Independent Exploration Consultant, Zimbabwe.

 

The 2.7 Ga Upper Bulawayan Group, comprising a several-kilometre-thick conformable sequence of chemical and clastic sediments, komatiite lavas and high Mg and then tholeitic basalts, is traceable throughout the greenstone terrain of the south-central Zimbabwe craton with a minimum unfolded lateral extent of many hundreds of kilometres. The lower sedimentary rocks generally overlie widely developed 2.8 Ga Lower Bulawayan felsic volcanic rocks as well as older gneisses and folded greenstones. Intruded at various (but generally very high) structural levels beneath the Upper Bulawayan volcanic rocks is an almost ubiquitous series of large dunite sills (with variably developed upper pyroxenite-gabbro units) that are thought to represent feeders to the overlying komatiite flows. The komatiite flow and sill phases account, respectively, for a significant part of Zimbabwe’s nickel resource and for some of the country’s highest quality chromite.

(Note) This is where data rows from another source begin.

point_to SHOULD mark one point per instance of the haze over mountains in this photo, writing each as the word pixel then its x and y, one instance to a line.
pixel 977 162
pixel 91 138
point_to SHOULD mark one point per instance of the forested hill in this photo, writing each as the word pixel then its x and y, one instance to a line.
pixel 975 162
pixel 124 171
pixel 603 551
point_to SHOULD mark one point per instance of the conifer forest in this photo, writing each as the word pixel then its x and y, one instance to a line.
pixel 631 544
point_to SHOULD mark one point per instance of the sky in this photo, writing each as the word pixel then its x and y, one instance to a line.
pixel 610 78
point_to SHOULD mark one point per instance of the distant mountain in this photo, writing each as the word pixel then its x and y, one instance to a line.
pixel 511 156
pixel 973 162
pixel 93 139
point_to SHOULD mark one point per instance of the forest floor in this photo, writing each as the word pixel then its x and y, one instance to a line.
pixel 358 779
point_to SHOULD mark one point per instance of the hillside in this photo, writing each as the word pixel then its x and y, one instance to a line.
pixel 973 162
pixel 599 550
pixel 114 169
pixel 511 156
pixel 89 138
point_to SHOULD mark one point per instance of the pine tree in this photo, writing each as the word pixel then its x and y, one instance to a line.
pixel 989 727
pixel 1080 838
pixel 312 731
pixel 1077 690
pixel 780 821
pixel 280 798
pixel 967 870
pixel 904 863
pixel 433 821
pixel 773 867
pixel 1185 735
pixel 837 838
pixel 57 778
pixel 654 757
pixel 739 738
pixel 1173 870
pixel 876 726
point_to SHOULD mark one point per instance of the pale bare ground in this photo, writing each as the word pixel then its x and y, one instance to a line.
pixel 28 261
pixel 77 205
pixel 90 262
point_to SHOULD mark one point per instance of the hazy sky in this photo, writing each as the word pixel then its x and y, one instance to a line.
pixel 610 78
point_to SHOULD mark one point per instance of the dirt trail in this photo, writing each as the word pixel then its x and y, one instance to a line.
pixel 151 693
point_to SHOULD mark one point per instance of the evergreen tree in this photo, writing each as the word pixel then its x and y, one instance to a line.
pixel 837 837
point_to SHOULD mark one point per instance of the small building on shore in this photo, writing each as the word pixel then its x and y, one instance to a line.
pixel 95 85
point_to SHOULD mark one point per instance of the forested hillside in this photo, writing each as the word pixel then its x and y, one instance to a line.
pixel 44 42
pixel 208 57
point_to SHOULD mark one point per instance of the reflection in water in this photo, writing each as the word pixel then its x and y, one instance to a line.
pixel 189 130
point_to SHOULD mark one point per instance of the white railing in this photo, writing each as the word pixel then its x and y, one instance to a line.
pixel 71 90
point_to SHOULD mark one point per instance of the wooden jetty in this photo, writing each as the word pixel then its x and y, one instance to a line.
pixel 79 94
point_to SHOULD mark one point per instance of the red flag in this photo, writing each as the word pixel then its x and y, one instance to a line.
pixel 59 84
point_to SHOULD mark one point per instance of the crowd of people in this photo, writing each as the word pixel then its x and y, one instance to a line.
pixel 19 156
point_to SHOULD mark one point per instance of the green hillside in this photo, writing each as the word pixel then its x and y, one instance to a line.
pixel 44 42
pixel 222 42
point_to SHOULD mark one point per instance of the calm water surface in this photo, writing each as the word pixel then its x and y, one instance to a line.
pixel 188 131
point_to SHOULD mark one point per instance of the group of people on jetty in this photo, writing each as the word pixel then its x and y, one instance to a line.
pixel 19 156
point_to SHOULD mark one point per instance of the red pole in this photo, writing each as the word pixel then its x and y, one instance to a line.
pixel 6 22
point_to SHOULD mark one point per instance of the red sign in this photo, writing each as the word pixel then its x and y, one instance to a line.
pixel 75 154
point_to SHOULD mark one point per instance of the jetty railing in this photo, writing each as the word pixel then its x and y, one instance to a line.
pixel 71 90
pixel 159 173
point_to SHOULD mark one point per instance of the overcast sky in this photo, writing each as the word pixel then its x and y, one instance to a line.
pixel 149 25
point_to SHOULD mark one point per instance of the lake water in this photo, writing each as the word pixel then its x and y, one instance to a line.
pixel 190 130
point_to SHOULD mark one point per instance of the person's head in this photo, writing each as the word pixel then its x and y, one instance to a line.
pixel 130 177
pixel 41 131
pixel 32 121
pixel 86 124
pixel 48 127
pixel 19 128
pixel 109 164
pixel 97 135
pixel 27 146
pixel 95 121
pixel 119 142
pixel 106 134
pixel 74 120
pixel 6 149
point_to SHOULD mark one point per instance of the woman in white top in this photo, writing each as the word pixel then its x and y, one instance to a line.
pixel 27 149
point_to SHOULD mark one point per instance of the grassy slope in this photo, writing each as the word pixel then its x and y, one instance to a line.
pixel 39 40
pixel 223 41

Despite variable deformation and metamorphism, the principal nickel deposits can be shown to occupy anomalous magmatic structures, each assignable to specific facies of the volcanic feeder system and flow field: in (Epoch Mine) and overlying (Shangani) fissure vents, and Mount Keith-type proximal lava rivers (Hunters Road and , possibly, Damba-Silwane). No distal Kambalda-type deposits have yet been recognised. Striking features of the komatiite flow field is its lateral variability and the prominence of komatiite basalts (Epoch and Shangani) - as opposed to true komatiites (Hunters Road) - as hosts to nickel mineralisation.

Although chromite mineralisation is sporadic in the sill phase as a whole, chromitites are widespread in the Prince Ultramafic Sill (PUS). At the Prince Mine, eleven massive and disseminated olivine chromitites, mostly 1-10 m thick, make up a well layered sequence more than 70 m thick positioned towards the middle of the sill. The PUS contains one of the best preserved of all known komatiite-associated chromitite sequences.

The 2.7 Ga komatiite event in the south-central Zimbabwe craton has important implications for (1) the structure of komatiite volcanic edifices and their associated flow fields, (2) the nature and development of, and thus exploration for, komatiite-associated nickel and chromite mineralisation, and (3) current controversies regarding the oceanic versus continental tectonic setting of the Upper Bulawayan volcanic sequence.